Vasanth Nag K V
Vasanth Nag K V

Reputation: 4988

web page source downloaded through Jsoup is not equal to the actual web page source

i have a severe concern here. i have searched all through stack overflow and many other sites. every where they give the same solution and i have tried all those but mi am not able to resolve this issue.

i have the following code,

Document doc = Jsoup.connect(url).timeout(30000).get();

Here m using Jsoup library and the result that i am getting is not equal to the actual page source that we can see but right click on the page -> page source. Many parts are missing in the result that i am getting with the above line of code. After searching some sites on Google, i saw this methid,

URL url = new URL(webPage);
        URLConnection urlConnection = url.openConnection();
        urlConnection.setConnectTimeout(10000);
        urlConnection.setReadTimeout(10000);
        InputStream is = urlConnection.getInputStream();
        InputStreamReader isr = new InputStreamReader(is);



        int numCharsRead;
        char[] charArray = new char[1024];
        StringBuffer sb = new StringBuffer();
        while ((numCharsRead = isr.read(charArray)) > 0) {
            sb.append(charArray, 0, numCharsRead);
        }
        String result = sb.toString();          

        System.out.println(result);   

But no Luck.
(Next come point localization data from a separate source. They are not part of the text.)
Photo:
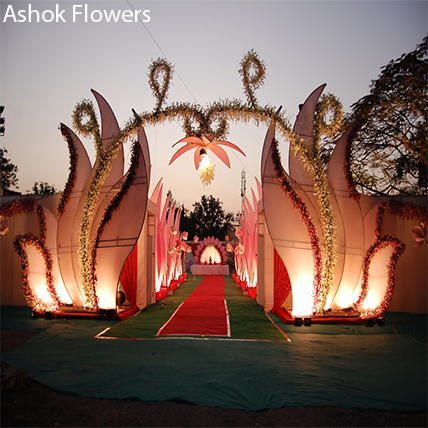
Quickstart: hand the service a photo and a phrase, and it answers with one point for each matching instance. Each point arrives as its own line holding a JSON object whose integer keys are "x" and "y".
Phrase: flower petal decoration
{"x": 201, "y": 145}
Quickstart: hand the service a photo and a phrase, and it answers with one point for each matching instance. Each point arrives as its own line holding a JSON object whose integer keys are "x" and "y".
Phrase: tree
{"x": 8, "y": 173}
{"x": 43, "y": 188}
{"x": 389, "y": 153}
{"x": 208, "y": 218}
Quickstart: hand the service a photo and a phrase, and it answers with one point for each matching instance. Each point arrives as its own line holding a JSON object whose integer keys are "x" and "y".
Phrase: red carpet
{"x": 203, "y": 313}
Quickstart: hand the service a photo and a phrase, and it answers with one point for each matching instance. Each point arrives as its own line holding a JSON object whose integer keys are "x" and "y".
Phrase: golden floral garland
{"x": 220, "y": 113}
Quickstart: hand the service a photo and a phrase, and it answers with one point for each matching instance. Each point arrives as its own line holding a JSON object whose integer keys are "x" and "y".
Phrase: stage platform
{"x": 209, "y": 269}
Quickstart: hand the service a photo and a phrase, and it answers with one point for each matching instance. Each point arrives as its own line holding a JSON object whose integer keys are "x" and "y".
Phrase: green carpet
{"x": 247, "y": 319}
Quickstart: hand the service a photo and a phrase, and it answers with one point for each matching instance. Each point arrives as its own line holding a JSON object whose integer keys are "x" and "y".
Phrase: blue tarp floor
{"x": 379, "y": 367}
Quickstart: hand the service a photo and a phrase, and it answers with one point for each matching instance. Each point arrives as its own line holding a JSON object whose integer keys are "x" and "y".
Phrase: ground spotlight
{"x": 108, "y": 313}
{"x": 380, "y": 321}
{"x": 307, "y": 322}
{"x": 298, "y": 321}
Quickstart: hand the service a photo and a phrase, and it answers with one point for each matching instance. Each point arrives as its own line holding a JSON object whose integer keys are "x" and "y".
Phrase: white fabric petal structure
{"x": 294, "y": 220}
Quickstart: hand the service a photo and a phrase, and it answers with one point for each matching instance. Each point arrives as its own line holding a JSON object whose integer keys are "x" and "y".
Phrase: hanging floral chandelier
{"x": 203, "y": 163}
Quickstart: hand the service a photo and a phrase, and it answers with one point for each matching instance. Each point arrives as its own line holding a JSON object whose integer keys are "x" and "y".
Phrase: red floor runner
{"x": 203, "y": 313}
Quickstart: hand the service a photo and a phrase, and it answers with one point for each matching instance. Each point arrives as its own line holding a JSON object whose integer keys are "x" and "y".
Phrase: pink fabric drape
{"x": 282, "y": 284}
{"x": 128, "y": 276}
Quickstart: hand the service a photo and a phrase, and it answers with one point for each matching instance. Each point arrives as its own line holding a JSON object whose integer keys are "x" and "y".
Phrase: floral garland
{"x": 380, "y": 244}
{"x": 156, "y": 68}
{"x": 312, "y": 163}
{"x": 327, "y": 103}
{"x": 406, "y": 211}
{"x": 355, "y": 196}
{"x": 39, "y": 243}
{"x": 301, "y": 207}
{"x": 252, "y": 61}
{"x": 85, "y": 109}
{"x": 113, "y": 206}
{"x": 72, "y": 177}
{"x": 218, "y": 112}
{"x": 20, "y": 206}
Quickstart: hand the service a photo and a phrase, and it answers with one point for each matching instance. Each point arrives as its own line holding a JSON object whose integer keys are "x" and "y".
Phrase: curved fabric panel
{"x": 69, "y": 223}
{"x": 109, "y": 130}
{"x": 288, "y": 232}
{"x": 304, "y": 126}
{"x": 120, "y": 236}
{"x": 351, "y": 244}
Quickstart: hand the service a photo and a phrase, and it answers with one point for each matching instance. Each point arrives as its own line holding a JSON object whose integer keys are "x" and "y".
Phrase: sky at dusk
{"x": 46, "y": 68}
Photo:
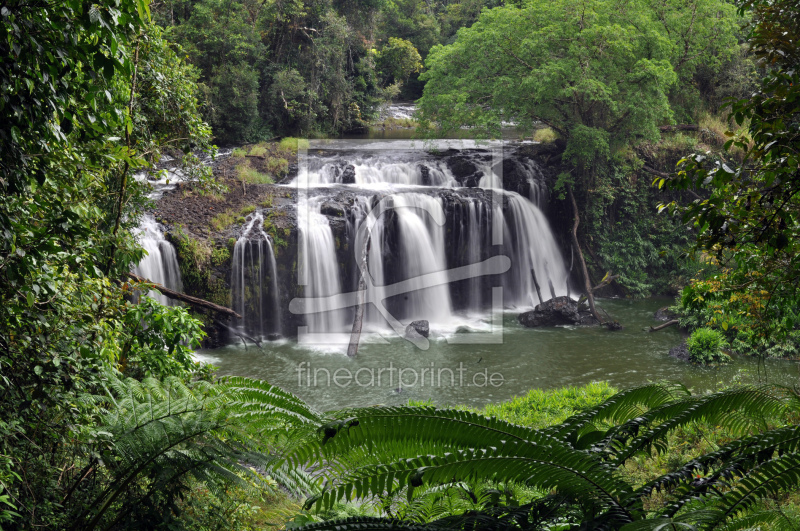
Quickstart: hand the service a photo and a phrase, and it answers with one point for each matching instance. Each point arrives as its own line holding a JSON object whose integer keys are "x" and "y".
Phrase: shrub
{"x": 705, "y": 346}
{"x": 277, "y": 166}
{"x": 545, "y": 136}
{"x": 222, "y": 221}
{"x": 252, "y": 176}
{"x": 259, "y": 150}
{"x": 293, "y": 144}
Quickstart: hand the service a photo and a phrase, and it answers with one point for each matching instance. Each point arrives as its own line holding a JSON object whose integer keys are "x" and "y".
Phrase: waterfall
{"x": 530, "y": 244}
{"x": 321, "y": 267}
{"x": 160, "y": 265}
{"x": 254, "y": 282}
{"x": 438, "y": 214}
While i was searching over the internet for this problem i saw many sites where it said i had to set the proper charSet and encoding types of the webpage while downloading the page source of a web page. but how will i get to know these things from my code dynamically?? is there any classes in java for that. i went through crawler4j also a bit but it did not to much for me. Please help guys. m stuck with this problem for over a month now. i have tried all my ways i can. so final hope is on the gods of stack overflow who have always helped!!

Upvotes: 4

Views: 5906

Answers (3)

cftygv
cftygv

Reputation: 51

I had this recently. I'd run into some sort of robot protection. Change your original line to:

Document doc = Jsoup.connect(url)
                    .userAgent("Mozilla/5.0")
                    .timeout(30000)
                    .get();

Upvotes: 5

Andrey Chaschev
Andrey Chaschev

Reputation: 16516

The problem might be that your web page is rendered by Javascript which is run in a browser, JSoup alone can't help you with this, so you may try using HtmlUnit which uses Selenium to emulate the browser: using Jsoup to sign in and crawl data.

UPDATE

There are several reasons why HTML is different. The most probable is that this web page contains <javascript> elements which contains dynamic page logic. This could be an application inside your web page which sends requests to the server and add or removes content depending on the responses.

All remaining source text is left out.